Alternative experimental designs may be more appropriate. Large systematic errors
in the AOGCM simulation of SST and sea ice may induce significant biases in
the climatology of the AGCM. In this case, observed SSTs and sea-ice distributions
could be used for the present day simulation and changes derived from the AOGCM
experiment can be added to provide the forcing for the anomaly simulation. If
the AOGCM calculates the aerosol concentrations from prescribed sources then
the AGCM may use the same method. This has the advantage of providing aerosol
concentrations consistent with the AGCM circulations, although its global and
regional effects may be different from those in the AOGCM.
The philosophy behind the use of high or variable resolution AGCM simulations is that, given the SST, sea ice, trace gas and aerosol forcing, relatively high-resolution information can be obtained globally or regionally without having to perform the whole transient simulation with high resolution models. The main theoretical advantage of this approach is that the resulting simulations are globally consistent, capturing remote responses to the impact of higher resolution. The use of higher resolution can lead to improved simulation of the general circulation in addition to providing regional detail (e.g., HIRETYCS, 1998; Stratton, 1999a).

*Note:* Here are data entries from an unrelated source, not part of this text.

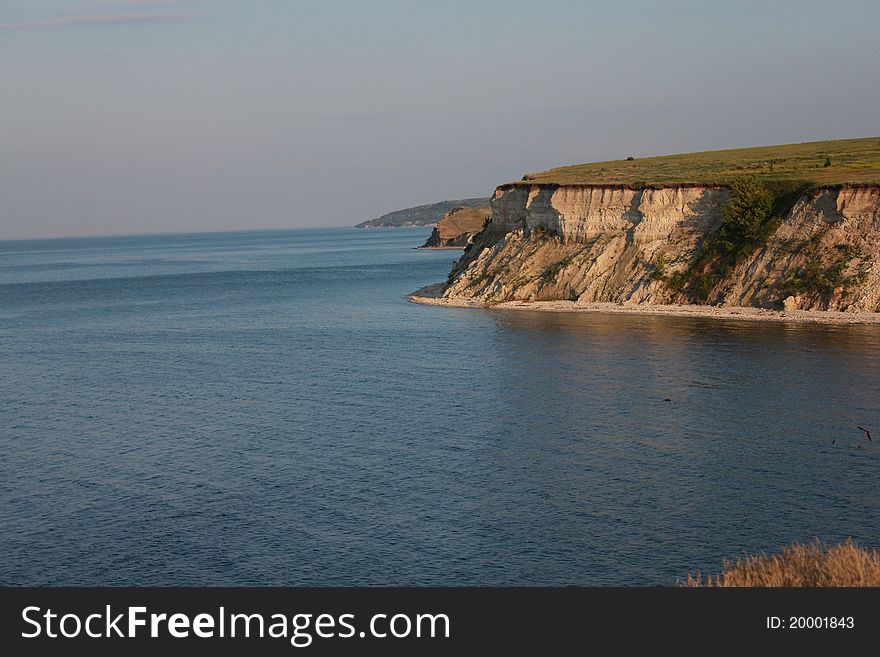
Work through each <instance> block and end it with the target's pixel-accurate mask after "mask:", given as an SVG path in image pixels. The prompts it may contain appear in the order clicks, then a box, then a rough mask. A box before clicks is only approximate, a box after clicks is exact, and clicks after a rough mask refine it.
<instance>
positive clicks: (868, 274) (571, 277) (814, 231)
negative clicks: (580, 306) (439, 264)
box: [443, 185, 880, 311]
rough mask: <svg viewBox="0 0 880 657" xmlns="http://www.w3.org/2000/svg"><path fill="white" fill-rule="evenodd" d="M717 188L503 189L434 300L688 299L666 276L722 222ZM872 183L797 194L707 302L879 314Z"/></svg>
mask: <svg viewBox="0 0 880 657" xmlns="http://www.w3.org/2000/svg"><path fill="white" fill-rule="evenodd" d="M729 194H730V191H729V190H728V189H727V188H725V187H721V186H718V187H710V186H682V187H668V188H660V189H628V188H623V187H610V186H606V187H598V186H587V185H568V186H555V185H531V186H529V185H513V186H502V187H499V188H498V189H497V190H496V192H495V195H494V196H493V198H492V202H491V207H492V218H491V220H490V222H489V223H488V225H487V226H486V229H485V230H484V231H483V232H482V233H481V234H480V235H479V236H477V238H476V239H475V240H474V242H473V243H472V244H471V245H470V246H469V247H468V249H467V250H466V252H465V254H464V256H463V257H462V259H461V261H460V262H459V263H458V264H457V265H456V266H455V268H454V269H453V271H452V273H451V274H450V282H449V284H448V285H447V286H446V288H445V290H444V292H443V296H444V297H447V298H467V299H474V300H477V301H483V302H486V303H494V302H501V301H514V300H520V301H549V300H557V299H565V300H573V301H579V302H584V303H588V302H593V301H604V302H617V303H643V304H665V303H688V299H689V297H688V296H687V295H686V294H685V293H684V292H683V291H682V290H681V289H680V288H677V287H676V286H675V285H673V284H671V283H670V281H671V280H674V275H675V274H676V272H684V271H686V270H688V269H689V268H690V267H691V266H692V263H693V262H694V260H695V258H696V257H697V255H698V254H699V252H700V248H701V246H702V245H703V243H704V241H705V240H706V239H709V238H711V236H712V235H713V234H714V233H715V231H717V229H718V228H719V226H720V225H721V221H722V213H721V208H722V205H723V204H724V202H725V201H726V200H727V198H728V196H729ZM878 263H880V188H878V187H850V186H843V187H835V188H822V189H819V190H816V191H813V192H810V193H809V194H807V195H805V196H803V197H802V198H800V199H798V200H797V201H796V202H795V204H794V205H793V207H792V209H791V211H790V212H789V213H788V214H787V215H786V216H785V217H784V218H783V220H782V221H781V222H780V223H779V225H778V227H777V228H776V229H775V231H774V232H773V233H772V235H771V236H770V237H769V239H768V240H767V241H766V243H765V244H764V245H763V246H762V247H761V248H759V249H757V250H756V251H755V252H753V253H752V254H751V255H750V256H749V257H748V258H746V259H745V260H744V261H742V262H741V263H739V264H738V265H737V266H736V267H735V268H734V269H733V270H732V271H730V272H728V273H727V274H726V275H725V276H724V277H723V279H722V280H721V281H720V282H719V283H718V284H717V285H715V286H714V287H713V288H712V290H711V291H710V293H709V294H708V297H707V299H706V300H707V302H708V303H713V304H724V305H743V306H745V305H751V306H760V307H768V308H780V307H782V306H783V305H785V307H786V308H789V309H795V308H799V309H805V310H854V311H855V310H861V311H877V310H878V308H880V265H878Z"/></svg>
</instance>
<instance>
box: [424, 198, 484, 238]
mask: <svg viewBox="0 0 880 657" xmlns="http://www.w3.org/2000/svg"><path fill="white" fill-rule="evenodd" d="M490 214H492V210H490V209H489V207H488V206H483V207H480V208H453V209H452V210H450V211H449V212H447V213H446V215H445V216H444V217H443V219H442V220H441V221H440V222H439V223H438V224H437V230H438V231H440V237H441V238H442V239H453V238H455V237H458V236H459V235H461V234H462V233H476V232H479V230H480V229H481V228H482V227H483V222H484V221H486V219H487V218H488V217H489V215H490Z"/></svg>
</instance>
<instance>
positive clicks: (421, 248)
mask: <svg viewBox="0 0 880 657" xmlns="http://www.w3.org/2000/svg"><path fill="white" fill-rule="evenodd" d="M413 248H414V249H416V250H417V251H464V247H463V246H414V247H413Z"/></svg>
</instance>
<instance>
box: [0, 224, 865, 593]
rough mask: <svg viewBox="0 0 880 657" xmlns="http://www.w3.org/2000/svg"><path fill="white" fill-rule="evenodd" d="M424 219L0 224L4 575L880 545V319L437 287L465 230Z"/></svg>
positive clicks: (400, 573) (571, 559) (653, 563)
mask: <svg viewBox="0 0 880 657" xmlns="http://www.w3.org/2000/svg"><path fill="white" fill-rule="evenodd" d="M429 232H430V229H427V228H418V229H374V230H354V229H334V230H291V231H271V232H269V231H266V232H241V233H217V234H198V235H195V234H193V235H166V236H150V237H116V238H88V239H59V240H40V241H10V242H0V527H2V534H0V584H7V585H10V584H28V585H203V584H213V585H244V584H253V585H269V584H278V585H380V584H387V585H396V584H403V585H467V584H471V585H493V584H497V585H513V584H519V585H537V584H578V585H612V584H614V585H656V584H663V585H671V584H675V583H676V581H677V580H678V579H679V578H683V577H686V575H687V573H688V572H689V571H693V570H697V569H699V570H702V571H703V572H704V573H707V572H715V571H717V570H718V569H719V567H720V565H721V561H722V559H724V558H726V557H735V556H737V555H738V554H740V553H742V552H743V551H751V552H754V551H760V550H768V551H770V550H776V549H778V548H779V547H781V546H783V545H785V544H787V543H789V542H792V541H810V540H812V539H814V538H821V539H824V540H826V541H831V542H836V541H839V540H842V539H845V538H847V537H850V536H851V537H853V538H855V539H856V540H857V541H859V542H860V543H861V544H863V545H865V546H869V547H880V493H878V481H880V477H878V473H880V451H878V449H880V327H877V326H873V327H865V326H811V325H798V324H775V323H774V324H771V323H767V324H761V323H749V322H737V321H721V320H704V319H692V318H671V317H638V316H621V315H601V314H581V315H578V314H564V313H559V314H557V313H538V312H527V311H509V310H508V311H503V310H474V309H452V308H437V307H424V306H419V305H414V304H412V303H409V302H408V301H407V300H406V295H407V293H409V292H411V291H413V290H415V289H417V288H419V287H421V286H423V285H426V284H429V283H433V282H437V281H441V280H444V279H445V277H446V275H447V273H448V271H449V267H450V263H451V260H452V259H453V258H454V257H457V255H458V254H457V253H456V252H454V251H417V250H414V249H413V248H412V247H414V246H416V245H418V244H420V243H421V242H422V241H423V240H424V239H425V238H426V237H427V235H428V233H429ZM667 400H668V401H667ZM858 426H862V427H865V428H867V429H869V430H871V429H873V430H874V436H875V438H874V442H873V443H872V442H868V440H867V439H866V436H865V434H864V433H863V432H861V431H859V430H858V429H857V427H858Z"/></svg>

In general, AGCMs will evolve their own planetary scale climatology. Therefore, in a climate change simulation they are providing a reinterpretation of the impact on the atmosphere of the sea surface and radiative forcings compared to that given by the driving AOGCM. This may lead to inconsistency with the AOGCM-derived forcing. This issue has yet to be explored but should be considered carefully when interpreting AGCM responses. It would be of less concern if a model simulation of the resolved planetary scale variables were asymptoting to a solution as resolution increased, i.e., if the solution would not change fundamentally in character with resolution but just add extra detail at the finer scales. Evidence shows that this is not the case at the current resolution of AOGCMs (Williamson, 1999).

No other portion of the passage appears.